The social justice movement among America’s youth that is tearing down statues of Christopher Columbus is based on a warped history of him, on a story that has been rewritten and taught in America’s schools, Dr. Robert Royal, director of the Faith and Reason Institute in Washington and author of “Columbus and the Crisis of the West,” told The Epoch Times.
Students today are being educated with a very different narrative than what used to be taught.
Columbus is portrayed in today’s school textbooks as a “genocidal maniac” in the league of Hitler, who committed genocide and killed 40 million people, Royal said in an interview on The Epoch Times’ Crossroads program.
The interview with Dr. Robert Royal starts at 14:03.
When Royal saw that students were toppling statues of Columbus, he wrote two books on the explorer. But he said he doesn’t blame those youth for their actions because they have “never been taught anything other than this sort of poisonous slander.”
Royal said that his book does not defend all of Columbus’s actions.
“I think there are some things that Columbus did that we would want to, you know, you want to criticize today. But the radical demonization of Columbus is just preposterous,” he said.
The textbooks “written by a number of radical Marxist-tending historians, but primarily Howard Zinn, whose ‘A People’s History of the United States’ has been one of the key texts in schools for decades, that’s kind of gotten into the bloodstream of the schools,” Royal said.

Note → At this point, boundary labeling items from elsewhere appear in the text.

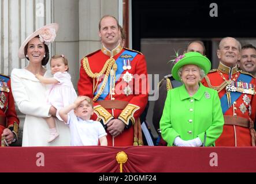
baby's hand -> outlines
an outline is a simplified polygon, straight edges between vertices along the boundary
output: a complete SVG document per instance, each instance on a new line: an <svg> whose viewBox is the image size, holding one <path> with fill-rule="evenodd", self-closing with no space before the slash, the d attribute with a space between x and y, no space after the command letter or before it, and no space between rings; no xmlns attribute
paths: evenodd
<svg viewBox="0 0 256 184"><path fill-rule="evenodd" d="M74 103L77 106L81 102L85 100L86 96L78 96L75 100Z"/></svg>
<svg viewBox="0 0 256 184"><path fill-rule="evenodd" d="M35 75L35 77L37 78L38 79L39 79L39 78L40 78L40 76L41 76L41 75L40 75L39 74L36 74Z"/></svg>

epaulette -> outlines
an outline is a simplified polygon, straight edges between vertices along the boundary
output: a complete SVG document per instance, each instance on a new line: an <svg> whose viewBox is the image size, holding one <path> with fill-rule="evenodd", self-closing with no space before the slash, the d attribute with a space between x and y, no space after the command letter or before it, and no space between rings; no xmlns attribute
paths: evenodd
<svg viewBox="0 0 256 184"><path fill-rule="evenodd" d="M212 69L211 70L210 70L210 71L209 71L209 73L214 72L214 71L217 71L217 69Z"/></svg>
<svg viewBox="0 0 256 184"><path fill-rule="evenodd" d="M240 72L242 74L248 75L250 76L251 76L254 78L255 78L255 76L253 74L250 74L250 73L247 72L247 71L244 71L242 70L239 70L239 72Z"/></svg>
<svg viewBox="0 0 256 184"><path fill-rule="evenodd" d="M10 80L10 77L7 75L0 74L0 77L1 77L1 79L0 79L1 81L7 82L8 82L9 80Z"/></svg>
<svg viewBox="0 0 256 184"><path fill-rule="evenodd" d="M98 50L97 50L96 51L94 51L94 52L90 53L88 55L87 55L85 56L84 57L83 57L83 58L84 58L85 57L89 57L89 56L90 56L91 55L93 55L94 53L97 53L97 52L99 52L100 51L101 51L101 49L98 49Z"/></svg>
<svg viewBox="0 0 256 184"><path fill-rule="evenodd" d="M139 54L140 54L142 55L143 55L142 53L141 53L141 52L140 52L139 51L135 51L135 50L133 50L133 49L131 49L126 48L126 47L124 47L124 49L125 49L125 50L128 50L128 51L132 51L132 52L135 52L139 53Z"/></svg>

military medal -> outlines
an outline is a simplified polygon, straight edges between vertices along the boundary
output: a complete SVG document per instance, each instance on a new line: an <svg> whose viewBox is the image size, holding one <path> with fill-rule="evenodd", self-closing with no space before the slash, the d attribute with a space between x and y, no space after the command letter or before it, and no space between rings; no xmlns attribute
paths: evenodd
<svg viewBox="0 0 256 184"><path fill-rule="evenodd" d="M131 70L132 68L132 67L131 66L131 61L129 59L127 59L127 69Z"/></svg>
<svg viewBox="0 0 256 184"><path fill-rule="evenodd" d="M127 96L132 94L132 90L131 89L131 87L129 86L129 85L124 88L124 92Z"/></svg>
<svg viewBox="0 0 256 184"><path fill-rule="evenodd" d="M124 59L123 60L123 69L124 69L124 70L127 70L127 64L126 62L127 62L126 59Z"/></svg>
<svg viewBox="0 0 256 184"><path fill-rule="evenodd" d="M6 101L6 97L5 95L5 94L3 92L2 92L1 93L1 98L2 102L3 102L3 103L5 103L5 101Z"/></svg>
<svg viewBox="0 0 256 184"><path fill-rule="evenodd" d="M123 79L127 83L129 83L130 81L131 81L132 79L132 75L129 73L128 71L127 71L125 74L124 74L123 76Z"/></svg>
<svg viewBox="0 0 256 184"><path fill-rule="evenodd" d="M2 109L3 108L4 106L5 106L5 105L3 105L3 102L0 101L0 108L1 108L1 109Z"/></svg>
<svg viewBox="0 0 256 184"><path fill-rule="evenodd" d="M240 105L239 109L243 114L244 114L246 110L247 110L247 108L246 108L246 106L244 105L243 103L242 103L242 104Z"/></svg>

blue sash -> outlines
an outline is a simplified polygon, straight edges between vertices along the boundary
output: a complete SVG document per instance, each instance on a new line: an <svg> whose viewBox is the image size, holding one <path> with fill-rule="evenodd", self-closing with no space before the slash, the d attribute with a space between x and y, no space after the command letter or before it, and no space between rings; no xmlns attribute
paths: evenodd
<svg viewBox="0 0 256 184"><path fill-rule="evenodd" d="M129 59L130 60L130 62L131 62L132 60L135 57L135 56L137 55L138 53L136 52L132 52L131 51L125 50L122 54L117 58L117 59L116 60L116 63L117 65L117 70L116 71L116 82L118 81L119 78L121 76L121 74L124 71L124 69L123 69L123 60L124 60L124 55L128 55L131 56L132 57L129 57ZM97 90L94 93L94 96L96 95L98 93L98 91L99 91L99 89L101 88L101 85L102 85L103 80L97 86ZM102 94L99 96L99 98L98 98L98 100L103 100L106 98L106 97L109 94L110 89L109 89L109 85L110 84L110 75L109 75L109 78L107 79L107 82L106 84L106 86L102 92Z"/></svg>
<svg viewBox="0 0 256 184"><path fill-rule="evenodd" d="M251 76L248 75L240 74L239 77L237 79L237 81L243 81L250 83L251 80ZM230 91L230 95L231 98L231 104L233 104L233 102L237 100L240 96L242 94L242 93L238 91ZM220 99L220 102L221 104L221 108L222 109L223 114L229 109L228 105L228 99L227 98L227 94L225 94L223 97Z"/></svg>

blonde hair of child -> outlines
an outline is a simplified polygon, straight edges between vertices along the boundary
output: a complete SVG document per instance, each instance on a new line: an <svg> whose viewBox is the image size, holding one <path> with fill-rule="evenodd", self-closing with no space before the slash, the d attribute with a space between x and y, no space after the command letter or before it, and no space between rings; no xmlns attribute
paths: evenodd
<svg viewBox="0 0 256 184"><path fill-rule="evenodd" d="M51 62L52 59L57 59L61 58L62 60L63 63L64 63L65 66L68 66L68 70L66 70L66 71L68 71L69 67L68 67L68 59L66 59L66 57L64 55L54 55L51 58Z"/></svg>

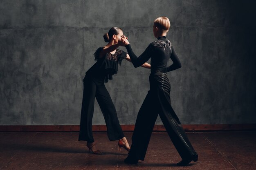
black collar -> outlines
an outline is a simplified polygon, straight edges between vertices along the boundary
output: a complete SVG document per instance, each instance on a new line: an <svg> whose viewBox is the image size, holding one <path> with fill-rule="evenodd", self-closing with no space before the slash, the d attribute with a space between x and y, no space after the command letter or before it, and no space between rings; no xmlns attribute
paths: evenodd
<svg viewBox="0 0 256 170"><path fill-rule="evenodd" d="M166 39L166 35L165 36L163 36L162 37L159 37L157 38L157 40L165 40Z"/></svg>

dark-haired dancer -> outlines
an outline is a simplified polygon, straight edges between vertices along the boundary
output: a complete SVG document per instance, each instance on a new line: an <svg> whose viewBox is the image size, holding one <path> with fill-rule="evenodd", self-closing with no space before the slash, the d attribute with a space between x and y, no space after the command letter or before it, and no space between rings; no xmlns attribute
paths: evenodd
<svg viewBox="0 0 256 170"><path fill-rule="evenodd" d="M123 36L122 30L116 27L111 28L108 33L104 35L105 42L108 43L97 49L94 54L97 62L86 72L83 80L83 94L79 140L87 141L86 146L89 151L95 154L101 154L95 146L92 129L95 97L104 116L108 138L110 141L119 139L119 148L123 147L128 151L130 150L129 144L120 126L115 106L104 83L108 82L108 79L112 79L112 76L117 73L118 64L121 65L123 59L130 61L129 55L117 49L120 45L119 40ZM150 64L147 63L141 66L150 68Z"/></svg>
<svg viewBox="0 0 256 170"><path fill-rule="evenodd" d="M166 17L159 17L155 20L154 35L157 40L150 44L139 57L132 51L125 36L120 40L123 42L121 45L125 46L135 67L151 57L150 90L138 113L129 156L124 160L128 163L136 164L139 160L144 160L158 114L182 158L177 164L186 166L192 160L198 160L198 155L171 104L171 86L166 72L180 68L181 65L173 47L166 38L170 26L170 21ZM167 67L169 57L173 63Z"/></svg>

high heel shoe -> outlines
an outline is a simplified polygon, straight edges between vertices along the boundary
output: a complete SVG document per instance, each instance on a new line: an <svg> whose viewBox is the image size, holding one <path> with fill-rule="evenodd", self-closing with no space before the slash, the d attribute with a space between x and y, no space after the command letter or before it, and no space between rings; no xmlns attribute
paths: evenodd
<svg viewBox="0 0 256 170"><path fill-rule="evenodd" d="M91 151L92 151L92 152L94 154L97 154L97 155L102 154L102 153L101 153L101 151L99 150L98 150L95 151L92 151L92 148L95 145L95 144L91 144L90 145L88 145L88 144L87 144L86 145L86 146L87 146L87 148L88 148L89 149L89 152L90 153Z"/></svg>
<svg viewBox="0 0 256 170"><path fill-rule="evenodd" d="M130 151L130 147L127 147L125 145L128 143L127 141L123 141L121 139L119 139L118 141L118 146L119 146L119 150L121 150L121 148L123 147L127 151Z"/></svg>
<svg viewBox="0 0 256 170"><path fill-rule="evenodd" d="M194 162L196 162L198 161L198 155L197 154L193 155L192 157L192 159L190 160L182 160L180 162L177 163L178 166L186 166L191 161L193 161Z"/></svg>

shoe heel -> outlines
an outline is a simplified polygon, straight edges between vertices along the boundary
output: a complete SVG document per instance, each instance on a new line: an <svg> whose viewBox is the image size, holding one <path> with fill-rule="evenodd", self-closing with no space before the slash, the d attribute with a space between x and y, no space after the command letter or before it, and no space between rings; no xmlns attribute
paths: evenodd
<svg viewBox="0 0 256 170"><path fill-rule="evenodd" d="M198 155L196 154L193 157L193 161L194 162L196 162L198 161Z"/></svg>

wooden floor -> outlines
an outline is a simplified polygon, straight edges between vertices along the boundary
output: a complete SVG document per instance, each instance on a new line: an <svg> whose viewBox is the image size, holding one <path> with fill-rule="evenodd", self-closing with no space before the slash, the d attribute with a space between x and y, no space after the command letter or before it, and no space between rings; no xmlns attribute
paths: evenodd
<svg viewBox="0 0 256 170"><path fill-rule="evenodd" d="M131 141L132 133L125 134ZM77 132L0 132L0 170L256 170L256 131L188 133L198 161L181 160L167 133L152 134L144 161L126 164L128 153L106 132L94 133L102 155L90 154ZM122 148L123 149L123 148Z"/></svg>

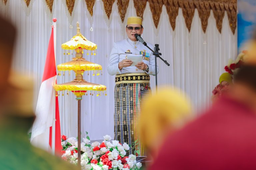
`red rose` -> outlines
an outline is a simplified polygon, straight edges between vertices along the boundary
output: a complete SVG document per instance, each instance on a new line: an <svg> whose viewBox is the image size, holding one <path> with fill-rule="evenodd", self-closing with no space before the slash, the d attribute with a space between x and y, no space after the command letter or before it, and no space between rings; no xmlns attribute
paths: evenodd
<svg viewBox="0 0 256 170"><path fill-rule="evenodd" d="M122 163L123 164L125 164L127 163L127 161L125 160L127 158L129 158L128 156L125 156L123 158L121 159L121 161L122 161Z"/></svg>
<svg viewBox="0 0 256 170"><path fill-rule="evenodd" d="M112 162L110 161L108 163L108 169L110 169L112 168Z"/></svg>
<svg viewBox="0 0 256 170"><path fill-rule="evenodd" d="M91 163L97 164L97 163L98 163L98 161L97 161L97 160L95 160L95 159L92 159L92 160L91 161Z"/></svg>
<svg viewBox="0 0 256 170"><path fill-rule="evenodd" d="M99 147L99 146L96 146L93 148L93 150L94 151L95 151L96 150L100 150L100 148Z"/></svg>
<svg viewBox="0 0 256 170"><path fill-rule="evenodd" d="M235 64L234 63L233 63L233 64L230 64L230 65L229 66L229 67L230 67L230 68L231 68L232 70L234 70L236 69L236 64Z"/></svg>
<svg viewBox="0 0 256 170"><path fill-rule="evenodd" d="M105 154L105 155L103 155L102 156L101 156L101 157L100 157L100 159L102 160L103 160L103 159L105 159L106 158L108 159L108 156Z"/></svg>
<svg viewBox="0 0 256 170"><path fill-rule="evenodd" d="M62 140L67 140L67 136L63 134L61 136L61 139Z"/></svg>
<svg viewBox="0 0 256 170"><path fill-rule="evenodd" d="M129 165L128 165L128 164L125 164L124 165L124 168L127 168L130 169L130 166L129 166Z"/></svg>
<svg viewBox="0 0 256 170"><path fill-rule="evenodd" d="M102 160L102 164L103 165L108 165L109 161L108 158L106 158Z"/></svg>
<svg viewBox="0 0 256 170"><path fill-rule="evenodd" d="M100 147L106 147L106 145L105 144L105 143L104 142L103 142L101 143L101 144L100 144Z"/></svg>

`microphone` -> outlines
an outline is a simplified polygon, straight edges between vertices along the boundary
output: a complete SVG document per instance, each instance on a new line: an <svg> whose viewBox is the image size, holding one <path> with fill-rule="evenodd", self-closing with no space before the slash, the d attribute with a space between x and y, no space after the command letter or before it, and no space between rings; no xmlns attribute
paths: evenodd
<svg viewBox="0 0 256 170"><path fill-rule="evenodd" d="M142 38L140 37L140 35L137 34L135 34L134 36L136 38L136 39L137 39L137 40L139 41L140 42L142 43L144 45L147 45L147 43L143 40Z"/></svg>

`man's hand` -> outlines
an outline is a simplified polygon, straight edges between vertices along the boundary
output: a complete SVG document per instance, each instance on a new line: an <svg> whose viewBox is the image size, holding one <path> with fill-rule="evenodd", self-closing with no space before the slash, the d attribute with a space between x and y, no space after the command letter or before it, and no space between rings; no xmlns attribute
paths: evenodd
<svg viewBox="0 0 256 170"><path fill-rule="evenodd" d="M144 63L144 62L138 62L137 65L135 65L135 66L140 70L146 70L147 67L148 67L147 65Z"/></svg>
<svg viewBox="0 0 256 170"><path fill-rule="evenodd" d="M121 70L123 68L123 67L127 67L131 66L132 63L131 60L127 59L123 59L122 61L118 63L118 68L119 70Z"/></svg>

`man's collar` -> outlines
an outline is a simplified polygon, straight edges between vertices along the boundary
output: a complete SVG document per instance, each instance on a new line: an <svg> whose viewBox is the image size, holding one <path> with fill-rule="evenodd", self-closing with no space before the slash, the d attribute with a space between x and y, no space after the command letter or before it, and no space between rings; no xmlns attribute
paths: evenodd
<svg viewBox="0 0 256 170"><path fill-rule="evenodd" d="M132 41L131 40L130 40L130 39L129 39L129 38L127 38L127 41L128 41L128 42L129 43L131 43L131 44L134 44L134 43L135 42L138 42L138 41ZM136 43L137 43L137 42L136 42Z"/></svg>

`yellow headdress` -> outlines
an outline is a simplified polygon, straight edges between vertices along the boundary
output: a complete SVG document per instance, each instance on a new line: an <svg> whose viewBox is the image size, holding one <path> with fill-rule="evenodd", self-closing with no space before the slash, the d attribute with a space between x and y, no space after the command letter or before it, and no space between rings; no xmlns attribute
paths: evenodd
<svg viewBox="0 0 256 170"><path fill-rule="evenodd" d="M224 73L220 76L220 84L223 81L226 81L230 83L232 83L232 76L228 73Z"/></svg>
<svg viewBox="0 0 256 170"><path fill-rule="evenodd" d="M142 25L142 19L139 17L130 17L127 19L127 25L136 24Z"/></svg>

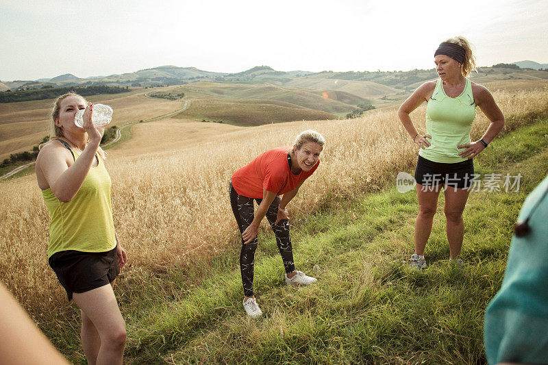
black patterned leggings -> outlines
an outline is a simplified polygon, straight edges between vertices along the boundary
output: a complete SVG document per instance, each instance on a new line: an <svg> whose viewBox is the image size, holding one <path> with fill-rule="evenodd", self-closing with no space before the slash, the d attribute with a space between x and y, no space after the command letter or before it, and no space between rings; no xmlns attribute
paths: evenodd
<svg viewBox="0 0 548 365"><path fill-rule="evenodd" d="M258 204L260 204L262 199L256 199ZM253 222L255 217L255 211L253 205L253 198L248 198L238 195L232 184L230 184L230 205L232 212L240 228L240 233L243 233L245 229ZM293 251L291 248L291 238L289 237L289 221L280 221L277 225L275 225L276 216L278 212L278 205L282 201L279 197L276 197L274 201L269 207L266 212L266 219L269 220L270 226L276 236L276 243L278 245L279 254L284 261L286 273L290 273L295 270L293 263ZM255 264L255 250L257 249L258 241L257 237L247 244L244 244L242 239L242 251L240 253L240 270L242 273L242 282L244 286L244 294L246 297L253 296L253 273Z"/></svg>

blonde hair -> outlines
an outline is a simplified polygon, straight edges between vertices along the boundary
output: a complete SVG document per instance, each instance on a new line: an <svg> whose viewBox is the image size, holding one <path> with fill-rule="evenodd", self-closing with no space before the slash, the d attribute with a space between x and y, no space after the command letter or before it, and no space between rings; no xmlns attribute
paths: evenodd
<svg viewBox="0 0 548 365"><path fill-rule="evenodd" d="M462 36L458 36L446 40L447 43L454 43L458 45L464 49L466 54L464 55L464 62L460 65L460 72L462 73L462 76L467 77L470 73L472 71L477 72L475 67L475 56L472 52L472 44L468 41L466 38Z"/></svg>
<svg viewBox="0 0 548 365"><path fill-rule="evenodd" d="M303 144L307 142L313 142L323 147L323 144L325 143L325 139L323 138L323 136L317 131L313 131L312 129L306 129L301 132L299 136L297 136L294 145L297 149L301 149Z"/></svg>
<svg viewBox="0 0 548 365"><path fill-rule="evenodd" d="M62 101L68 97L77 97L82 98L82 100L84 100L84 102L86 103L86 106L89 105L88 101L86 100L86 98L84 98L79 94L77 94L74 91L69 91L66 94L63 94L62 95L59 95L58 97L57 97L57 98L53 101L53 105L51 108L51 113L49 115L49 121L51 123L50 131L49 131L49 140L48 140L45 143L41 144L40 146L38 146L38 148L41 149L42 147L49 143L52 140L65 138L64 136L63 135L63 129L55 125L55 120L59 118L59 112L60 110L61 110L61 101ZM106 153L104 151L103 151L103 149L101 149L100 147L97 148L97 151L99 152L99 154L103 160L106 158Z"/></svg>

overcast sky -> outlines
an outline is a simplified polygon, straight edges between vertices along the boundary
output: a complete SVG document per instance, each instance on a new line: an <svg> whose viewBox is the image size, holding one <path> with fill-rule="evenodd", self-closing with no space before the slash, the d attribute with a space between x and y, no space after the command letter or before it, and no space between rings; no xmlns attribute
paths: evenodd
<svg viewBox="0 0 548 365"><path fill-rule="evenodd" d="M0 0L0 80L163 65L411 70L462 35L480 66L548 63L548 1Z"/></svg>

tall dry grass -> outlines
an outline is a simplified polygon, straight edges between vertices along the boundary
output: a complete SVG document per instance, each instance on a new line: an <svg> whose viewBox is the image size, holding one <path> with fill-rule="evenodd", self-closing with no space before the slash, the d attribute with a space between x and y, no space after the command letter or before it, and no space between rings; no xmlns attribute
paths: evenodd
<svg viewBox="0 0 548 365"><path fill-rule="evenodd" d="M507 117L507 129L548 114L547 89L499 92L495 99ZM419 131L425 130L425 112L423 105L412 114ZM473 138L488 125L478 109ZM132 264L125 275L188 267L200 256L236 244L238 234L227 191L231 175L260 153L290 144L308 127L323 134L327 143L319 168L288 207L293 217L321 209L330 199L378 189L397 172L411 168L416 158L417 149L395 108L352 120L249 127L163 152L127 155L121 149L111 153L107 167L115 226ZM0 277L40 321L66 300L47 267L47 212L33 177L0 186Z"/></svg>

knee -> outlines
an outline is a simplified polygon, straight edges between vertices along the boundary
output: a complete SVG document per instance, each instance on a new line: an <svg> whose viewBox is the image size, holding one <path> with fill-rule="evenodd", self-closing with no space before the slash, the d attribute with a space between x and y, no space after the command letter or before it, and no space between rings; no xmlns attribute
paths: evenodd
<svg viewBox="0 0 548 365"><path fill-rule="evenodd" d="M427 207L424 205L420 205L419 207L419 217L422 219L432 220L434 218L434 214L435 214L435 207Z"/></svg>
<svg viewBox="0 0 548 365"><path fill-rule="evenodd" d="M462 221L462 212L455 212L446 210L445 213L447 222L453 224L459 224Z"/></svg>
<svg viewBox="0 0 548 365"><path fill-rule="evenodd" d="M125 323L124 323L123 325L118 326L109 331L105 336L103 343L111 349L120 350L125 346L127 336Z"/></svg>

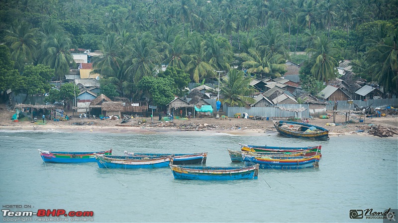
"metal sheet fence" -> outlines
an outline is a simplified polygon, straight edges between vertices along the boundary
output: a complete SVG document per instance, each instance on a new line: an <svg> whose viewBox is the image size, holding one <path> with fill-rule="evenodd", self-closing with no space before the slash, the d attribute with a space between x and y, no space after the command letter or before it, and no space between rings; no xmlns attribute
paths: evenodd
<svg viewBox="0 0 398 223"><path fill-rule="evenodd" d="M334 101L328 102L329 105L326 105L327 111L333 111L334 106ZM337 104L337 110L352 110L354 109L354 104L357 104L360 107L372 106L372 107L385 109L389 106L396 108L398 107L398 99L388 98L385 99L372 99L367 101L354 100L353 103L350 108L350 104L346 101L339 101Z"/></svg>
<svg viewBox="0 0 398 223"><path fill-rule="evenodd" d="M283 111L277 107L227 107L225 112L228 117L233 117L236 113L246 112L249 116L262 116L263 117L298 117L299 118L309 117L308 105L281 104L278 106L287 109L298 109L304 107L307 109L303 112L295 112Z"/></svg>

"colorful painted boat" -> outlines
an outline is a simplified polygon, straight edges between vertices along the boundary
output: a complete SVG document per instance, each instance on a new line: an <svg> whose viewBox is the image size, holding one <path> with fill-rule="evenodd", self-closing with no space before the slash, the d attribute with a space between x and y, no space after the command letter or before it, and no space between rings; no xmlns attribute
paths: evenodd
<svg viewBox="0 0 398 223"><path fill-rule="evenodd" d="M329 140L329 130L316 125L290 121L272 121L279 134L291 138Z"/></svg>
<svg viewBox="0 0 398 223"><path fill-rule="evenodd" d="M191 164L205 164L207 153L129 153L124 151L126 156L137 157L159 158L174 156L173 163L176 165Z"/></svg>
<svg viewBox="0 0 398 223"><path fill-rule="evenodd" d="M301 153L305 152L306 156L320 155L322 146L311 146L303 147L282 147L279 146L246 145L239 143L242 151L266 153Z"/></svg>
<svg viewBox="0 0 398 223"><path fill-rule="evenodd" d="M157 158L136 157L129 156L106 156L96 154L96 159L100 168L134 169L167 167L172 157Z"/></svg>
<svg viewBox="0 0 398 223"><path fill-rule="evenodd" d="M175 179L202 180L233 180L257 179L259 165L249 167L204 167L174 165L171 163Z"/></svg>
<svg viewBox="0 0 398 223"><path fill-rule="evenodd" d="M256 157L243 155L243 161L246 166L255 164L260 165L262 169L301 169L319 167L319 156L296 159L292 157Z"/></svg>
<svg viewBox="0 0 398 223"><path fill-rule="evenodd" d="M112 155L111 149L100 152L54 152L37 150L39 151L43 161L52 163L95 162L95 154Z"/></svg>
<svg viewBox="0 0 398 223"><path fill-rule="evenodd" d="M240 163L243 162L243 155L251 156L256 157L262 157L268 156L270 157L294 157L296 158L298 157L309 157L313 155L308 156L305 152L247 152L247 151L238 151L235 150L228 150L228 153L229 154L229 157L231 158L231 161L232 163ZM309 153L312 154L312 152L310 152Z"/></svg>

Dr. Mary Grabar, a resident fellow at the Alexander Hamilton Institute for the Study of Western Civilization and the author of “Debunking Howard Zinn: Exposing the Fake History that Turned a Generation against America,” said in a conversation with Fred Eckert that Zinn used in his book quotations to make them mean the opposite of what their authors intended.
“In the very first paragraph of his book, Zinn quotes this about the Indians from Christopher Columbus’s journal: ‘They would make fine servants. . . . With fifty men we could subjugate them and make them do whatever we want,’” Grabar said, going on to explain that “Zinn purposely upends the truth by omitting pages of Columbus’s journal containing abundant evidence completely opposite the false impression Zinn calculatingly creates.”
Grabar explained: “Columbus had learned that scars visible on these Indians were caused by a hostile tribe, and he was speculating that that tribe viewed this gentler tribe as making ‘fine servants,’ not suggesting, as Zinn implies, that this was how Columbus viewed them. Columbus was a very devout Catholic who hoped to convert them to Christianity ‘more by love than by force’ and ordered his men to treat the Indians with kindness.”
Trouble Between Tribes
Royal explained that “Columbus was friendly with certain Taino tribes, [but] he had troubles with others.” Columbus was allied with the Tainos against the tribes that were attacking them, Royal said.
“Columbus did not bring slavery to the new world. It already existed in the Caribbean, in the very Caribbean when he arrived there,” Royal said. “He did not bring sexism to the new world.”
The Caribs were cannibals and often kidnapped women from the Taino tribes, Royal said.
“All these things already existed in the new world precisely because indigenous peoples are human beings,” he added. Columbus came from a very different culture, so there were clashes, he said.
When the Spaniards landed on what is now Mexico, they put an end to human sacrifice and horrible cases of slavery, Royal said. One can see Columbus being harsh toward native people but he was also harsh toward the Spaniards when they were misbehaving, he said, adding that “all human beings are imperfect.”
Royal advised students to learn a fuller picture of history from well-balanced historians “who understand that there are going to be imperfections about everybody in the past.”
“Read real history, try to be truthful, try to be fair to people in the past and not use a desire to overcome say racism or the legacies of slavery. Now don’t go back and be unjust to somebody in the past trying to obtain justice now,” he said.
“Very few people know that the Spanish halted their explorations and actually began to think through their moral obligations,” Royal said. For example, some priests who returned to Spain convinced Spanish monarchs to pass laws to protect indigenous people but it was not effective due to the long distance, he added.
“Popes at that time outlawed enslaving indigenous peoples and talked about treating them well and converting them by the example of holy lives, not by coercion,” Royal said.
Columbus is a part of our heritage “however imperfect it might be” and particulars about him can be debated but what is actually happening is “a cancellation of him,” Royal said, calling the cancel culture movement “excluding one of the central features of our own culture.”
American people “fought a civil war to end slavery … had a wonderful civil rights movement to expand the ability of people of all races in this country” but what happens now is “not being more inclusive, being more liberal, being focused on expanding freedoms. It’s actually into canceling and excluding,” Royal said.
“And to me, that is the most dangerous thing of all.”
Joshua Philipp contributed to this report.